Auch heimliche "Papatests" sind tabu.
Der Albtraum eines Jobsuchenden: Er steht bei seiner Bewerbung schon in der Endrunde. Doch dann heißt es: Wer den Posten wirklich haben will, muss sich zunächst einem Gentest unterziehen. Schließlich will der Arbeitgeber wissen, wen er sich da ins Haus holt. Ob potenzielle Arbeitnehmer nicht womöglich eines Tages wegen einer Erbkrankheit ausfallen.
Einem solchen Szenario hat der deutsche Bundestag jedoch am Freitag einen Riegel vorgeschoben. Nach zehn Jahren Debatte beschloss er das Gendiagnostikgesetz. Dieses regelt, wie mit Genmaterial von Menschen und somit mit den Ergebnissen von Gentests künftig umzugehen ist: Nämlich sehr restriktiv. "Wir wollen nicht, dass Menschen aufgrund ihrer genetischen Eigenschaften diskriminiert werden", sagt Gesundheitsministerin Ulla Schmidt (SPD).
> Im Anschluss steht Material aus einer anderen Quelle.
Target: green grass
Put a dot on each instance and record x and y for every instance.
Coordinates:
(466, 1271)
Die neuen Regeln gelten in folgenden Bereichen:
Berufsleben: Arbeitgeber dürfen von Mitarbeitern oder Bewerbern künftig keinen Gentest verlangen und auch bereits vorliegende Ergebnisse nicht verwenden. Eine Ausnahme gibt es bei arbeitsmedizinischer Vorsorge. Tests sind erlaubt, wenn damit genetisch bedingte Überempfindlichkeiten gegen bestimmte Stoffe geprüft werden sollen – etwa in der Chemieindustrie. Auch bereits übliche Test zur Prüfung von Rot-Grün-Blindheit bei Fernfahrern bleiben weiterhin erlaubt.
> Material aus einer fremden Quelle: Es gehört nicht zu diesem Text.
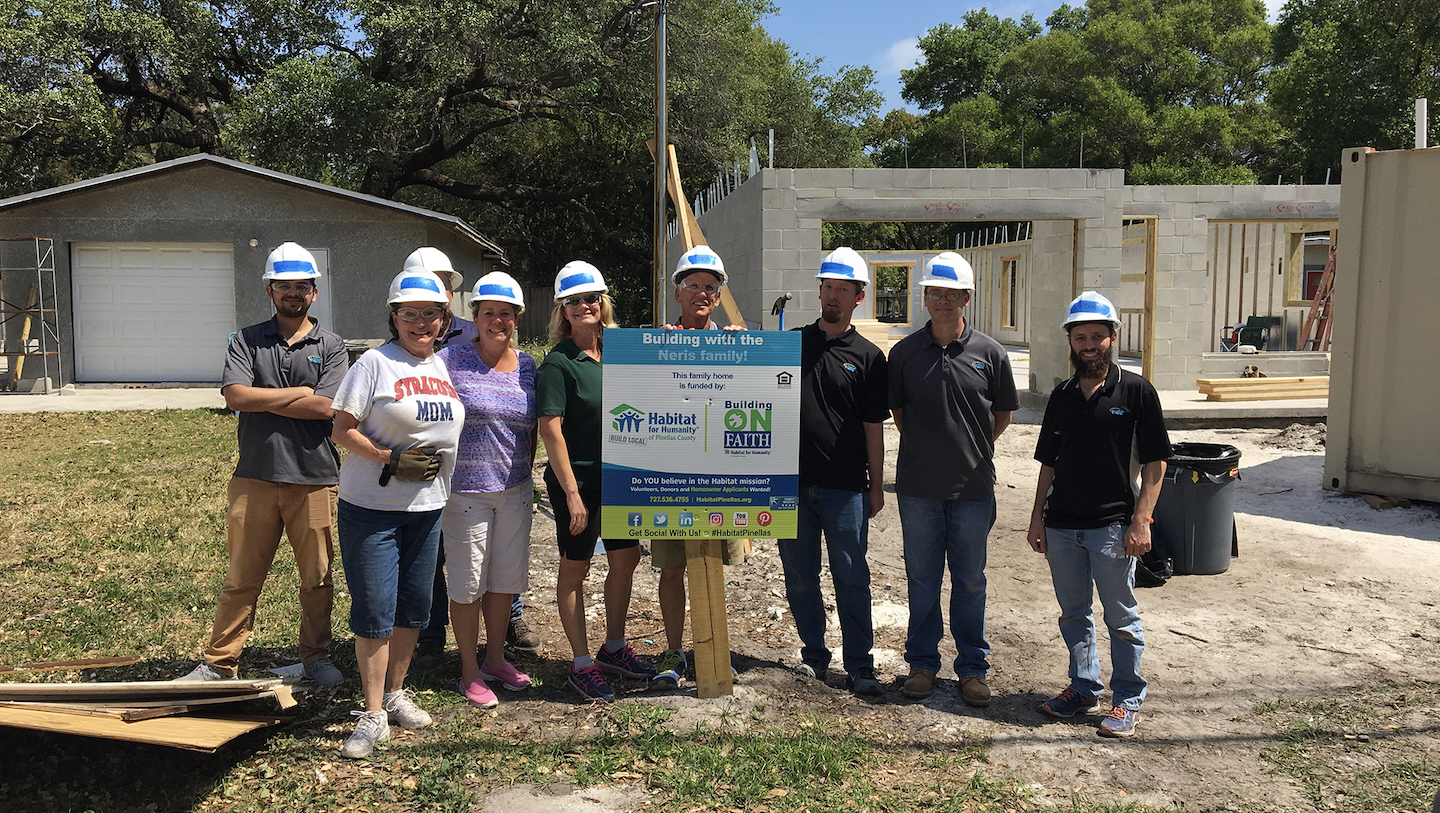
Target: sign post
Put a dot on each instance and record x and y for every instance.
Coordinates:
(702, 443)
Versicherungen: Versicherungen können ihren Kunden keine Gentests vorschreiben, um ihr Krankheitsrisiko abzuchecken. Doch es gibt eine Ausnahme: Wenn bereits ein Ergebnis eines Gentests vorliegt und jemand eine Lebens-, Berufs- oder Erwerbsunfähigkeitsversicherung abschließen möchte, die jährlich mehr als 30.000 Euro und im Todesfall mehr als 300.000 Euro bringt. Dann ist ein Blick auf den bereits vorhandenen Gentest des Betroffenen erlaubt.
Fortpflanzung: Untersuchungen des Embryos im Mutterleib werden auf medizinische Zwecke beschränkt. Eltern können keinen Gentest durchführen lassen, bloß um das Geschlecht des ungeborenen Kindes herauszufinden. Verboten sind auch Untersuchungen auf Krankheiten, die erst im Erwachsenenalter auftreten (Hirnerkrankung, Brustkrebs). Erlaubt bleibt die Ultraschalluntersuchung der Nackenfalte, um die Wahrscheinlichkeit eines Down-Syndroms abzuleiten.
Vaterschaftstest: "Mama's baby, papa's maybe." So lautet der Zweifel vieler Männer in Deutschland. Wer sich nicht sicher ist, ob er wirklich der biologische Vater (s)eines Kindes ist, darf künftig nicht mehr einfach einen ausgespuckten Kaugummi des Sprösslings zur Analyse ins Genlabor schicken. Er braucht die Zustimmung des Kindes und des anderen Elternteils, meist also der Mutter.
Wird Genmaterial dennoch heimlich eingeschickt, drohen dem Absender Bußgelder bis zu 5000 Euro. Gleichzeitig aber erleichtert Berlin zweifelnden Vätern die juristische Durchsetzung eines Papatests, wenn die Mutter diesen hartnäckig verweigert. (Birgit Baumann aus Berlin, DER STANDARD Printausgabe, 25./26.04.2009)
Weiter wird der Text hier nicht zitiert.